The European Medicines Agency recently granted orphan drug status to Sancilio Pharmaceuticals’ Altemia for the treatment of sickle cell disease (SCD) in pediatric patients, the company announced.
Altemia is a specific formulation of lipids designed to replenish the elements needed for healthy red blood cells that are damaged in SCD.
The therapy is encapsulated in a small, soft gelatin capsule taken once daily. Using Sancilio’s proprietary Advanced Lipid Technologies platform, Altemia is a lead candidate for the treatment of SCD.
Topline data from a Phase 2 trial (NCT02973360) announced in November 2017 showed that Altemia achieved both primary and secondary goals in SCD patients ages 5 to 17.
The trial’s primary goal was to measure the change in the concentration of fatty acids, an important component of cellular membranes, in the red blood cell membrane of patients treated with Altemia or a placebo. Investigators tested three doses of Altemia. The concentration of fatty acids changed significantly after four weeks of treatment.

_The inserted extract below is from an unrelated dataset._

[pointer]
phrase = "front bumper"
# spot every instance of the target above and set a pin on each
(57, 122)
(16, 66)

Top-line results also showed a clinically meaningful reduction of vaso-occlusive episodes. After eight weeks of treatment, additional clinical manifestations of SCD also showed statistically significant improvement.
No serious adverse events were observed during the study, and most participants received the green light to continue receiving treatment in an open-label extension study to evaluate Altemia’s safety and effectiveness.
“The European Commission designating Altemia as an Orphan Medicine for the EU continues to advance the pathway for our lead clinical compound,” Geoffrey Glass, chief executive officer at Sancilio, said in a press release. “The pediatric population of sickle cell disease patients needs and deserves more therapeutic options, and we are excited about the opportunity to gain advice from the European Commission on advancing Altemia in the EU markets.”
Orphan drug designations are granted in Europe for treatments or products that seek to improve the lives of patients living with rare diseases. These are diseases that affect no more than five per 10,000 European Union citizens. Orphan drugs may receive up to 10 years of market exclusivity upon approval, as well as a reduction in fees and assistance with applications and protocols.
“We are extremely encouraged to receive this designation, further supporting the significant clinical and regulatory progress made in advancing Altemia’s development program,” said Adrian L. Rabinowicz, chief medical officer at Sancilio.
The U.S. Food and Drug Administration granted Altemia rare pediatric drug designation in September 2017. The agency also granted Altemia orphan drug designation in 2015.